One argument about scrappy VS selenium/casperjs is speed: we do not need a browser. With speed in mind, I think the list of URLs can be unique for a given version of web application. I mean, we do not have to scan the application on every environment. We can run it once (in DEV or INTEGRATION?) and then use it on other environments.
But then how to support dynamic URLs that contain slugs/PKs? Let's use the same tools as for healthchecks... Healthchecks read and use live database, i.e. in PROD, real data is involved, not fake data like in tests. If we had to write some healthcheck that checks "an user can log in", then we will have to get_or_create() a known user sample. A real account, but used for healthchecks only. Then we make sure this data is available in every environment (kind of fixtures). We can do that too in this crappyspider project.
As I explained above, I think that list of URLs could be almost a static list maintained as part of the code. So I wonder if scrappy is the adequate tool for this purpose.

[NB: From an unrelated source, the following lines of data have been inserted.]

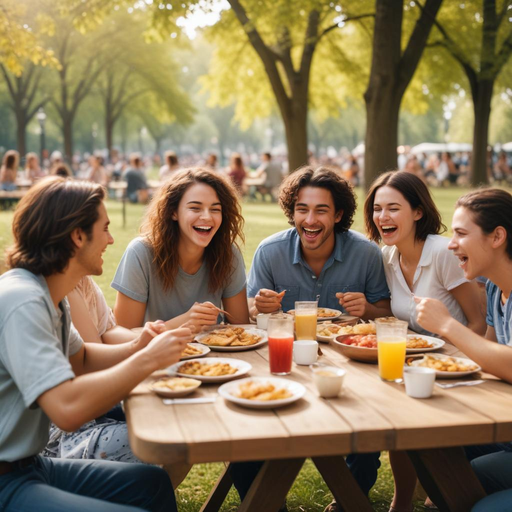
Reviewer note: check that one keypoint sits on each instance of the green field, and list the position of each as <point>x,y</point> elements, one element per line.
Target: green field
<point>309,493</point>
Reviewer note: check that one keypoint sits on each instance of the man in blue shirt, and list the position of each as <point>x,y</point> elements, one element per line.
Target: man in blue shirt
<point>320,258</point>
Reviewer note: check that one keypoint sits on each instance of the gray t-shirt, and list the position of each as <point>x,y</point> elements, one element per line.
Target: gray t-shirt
<point>136,277</point>
<point>35,343</point>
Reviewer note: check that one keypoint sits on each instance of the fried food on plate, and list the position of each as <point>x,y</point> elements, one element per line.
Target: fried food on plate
<point>263,391</point>
<point>176,383</point>
<point>230,336</point>
<point>190,350</point>
<point>206,369</point>
<point>418,343</point>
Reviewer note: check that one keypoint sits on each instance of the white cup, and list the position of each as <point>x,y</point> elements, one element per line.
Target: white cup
<point>262,320</point>
<point>305,351</point>
<point>328,379</point>
<point>419,381</point>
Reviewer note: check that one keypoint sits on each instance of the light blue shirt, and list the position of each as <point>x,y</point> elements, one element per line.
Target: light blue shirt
<point>137,278</point>
<point>355,265</point>
<point>499,315</point>
<point>35,343</point>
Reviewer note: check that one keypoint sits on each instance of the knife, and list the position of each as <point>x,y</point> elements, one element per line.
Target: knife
<point>202,400</point>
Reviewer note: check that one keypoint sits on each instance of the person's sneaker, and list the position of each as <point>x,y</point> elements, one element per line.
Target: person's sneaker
<point>333,507</point>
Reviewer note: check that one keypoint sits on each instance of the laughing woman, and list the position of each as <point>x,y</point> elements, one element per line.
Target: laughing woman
<point>482,240</point>
<point>400,212</point>
<point>187,263</point>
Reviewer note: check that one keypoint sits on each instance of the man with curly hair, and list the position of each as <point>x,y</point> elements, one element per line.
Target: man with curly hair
<point>320,257</point>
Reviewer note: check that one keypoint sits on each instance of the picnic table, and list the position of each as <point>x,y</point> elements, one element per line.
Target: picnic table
<point>370,415</point>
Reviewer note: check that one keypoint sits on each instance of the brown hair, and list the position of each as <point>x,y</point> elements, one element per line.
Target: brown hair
<point>416,194</point>
<point>490,208</point>
<point>162,233</point>
<point>43,222</point>
<point>321,177</point>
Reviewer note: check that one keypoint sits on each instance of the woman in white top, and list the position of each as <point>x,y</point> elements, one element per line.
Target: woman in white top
<point>400,212</point>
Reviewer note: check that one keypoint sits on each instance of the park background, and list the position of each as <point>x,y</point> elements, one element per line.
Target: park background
<point>198,76</point>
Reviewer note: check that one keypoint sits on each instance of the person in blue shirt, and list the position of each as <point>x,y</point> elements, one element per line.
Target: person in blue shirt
<point>482,240</point>
<point>320,257</point>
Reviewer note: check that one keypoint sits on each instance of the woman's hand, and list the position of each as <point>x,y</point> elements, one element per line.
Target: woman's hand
<point>268,301</point>
<point>432,315</point>
<point>355,303</point>
<point>166,348</point>
<point>204,313</point>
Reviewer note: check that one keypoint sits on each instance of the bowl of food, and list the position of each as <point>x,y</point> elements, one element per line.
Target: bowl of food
<point>175,387</point>
<point>360,347</point>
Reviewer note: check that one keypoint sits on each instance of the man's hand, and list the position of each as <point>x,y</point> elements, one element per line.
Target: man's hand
<point>355,303</point>
<point>166,348</point>
<point>432,315</point>
<point>204,313</point>
<point>268,301</point>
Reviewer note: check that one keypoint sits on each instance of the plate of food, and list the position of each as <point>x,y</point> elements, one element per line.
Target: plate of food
<point>323,314</point>
<point>262,392</point>
<point>194,350</point>
<point>210,369</point>
<point>419,343</point>
<point>233,339</point>
<point>447,367</point>
<point>175,387</point>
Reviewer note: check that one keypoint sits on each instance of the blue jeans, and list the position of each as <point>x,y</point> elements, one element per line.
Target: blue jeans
<point>363,466</point>
<point>59,485</point>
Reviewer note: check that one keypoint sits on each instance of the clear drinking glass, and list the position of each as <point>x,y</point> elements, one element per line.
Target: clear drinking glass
<point>391,340</point>
<point>305,320</point>
<point>280,343</point>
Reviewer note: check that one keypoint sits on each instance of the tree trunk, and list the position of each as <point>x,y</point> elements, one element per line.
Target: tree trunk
<point>67,133</point>
<point>382,114</point>
<point>21,133</point>
<point>296,130</point>
<point>482,111</point>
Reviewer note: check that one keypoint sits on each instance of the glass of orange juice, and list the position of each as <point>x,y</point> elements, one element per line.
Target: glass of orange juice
<point>305,320</point>
<point>391,340</point>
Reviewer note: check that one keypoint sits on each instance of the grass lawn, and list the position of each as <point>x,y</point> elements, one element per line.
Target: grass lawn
<point>309,492</point>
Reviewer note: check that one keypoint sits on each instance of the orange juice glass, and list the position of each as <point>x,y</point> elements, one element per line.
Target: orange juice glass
<point>391,340</point>
<point>305,320</point>
<point>280,343</point>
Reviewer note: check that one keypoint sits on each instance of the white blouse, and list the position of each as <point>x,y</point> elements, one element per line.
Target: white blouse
<point>437,273</point>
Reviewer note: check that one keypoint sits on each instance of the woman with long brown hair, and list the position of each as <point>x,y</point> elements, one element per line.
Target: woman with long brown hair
<point>187,263</point>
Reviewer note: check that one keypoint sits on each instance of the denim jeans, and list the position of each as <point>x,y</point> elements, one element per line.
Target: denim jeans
<point>59,485</point>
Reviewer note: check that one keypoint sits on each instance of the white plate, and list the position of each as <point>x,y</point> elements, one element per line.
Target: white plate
<point>336,313</point>
<point>297,390</point>
<point>170,393</point>
<point>242,368</point>
<point>451,375</point>
<point>204,348</point>
<point>436,342</point>
<point>215,348</point>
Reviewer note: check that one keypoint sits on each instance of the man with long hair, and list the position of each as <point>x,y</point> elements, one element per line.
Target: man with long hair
<point>48,374</point>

I wonder if scrappy is not a bit overkill, where, typically, we just want one valid "live" URL for each pattern in urls.py. The list is finite. The list is updated along with urls.py.
Then, about scrappy itself, as a way to check a web application, I would recommend casperjs, selenium, or any other tool that is more JS-developer or designer friendly:
Last but not least, I think we have to check 405, 302 or 301 status codes, or POST/PUT/DETETE actions. Again, I think casperjs/selenium could be better than scrappy for that.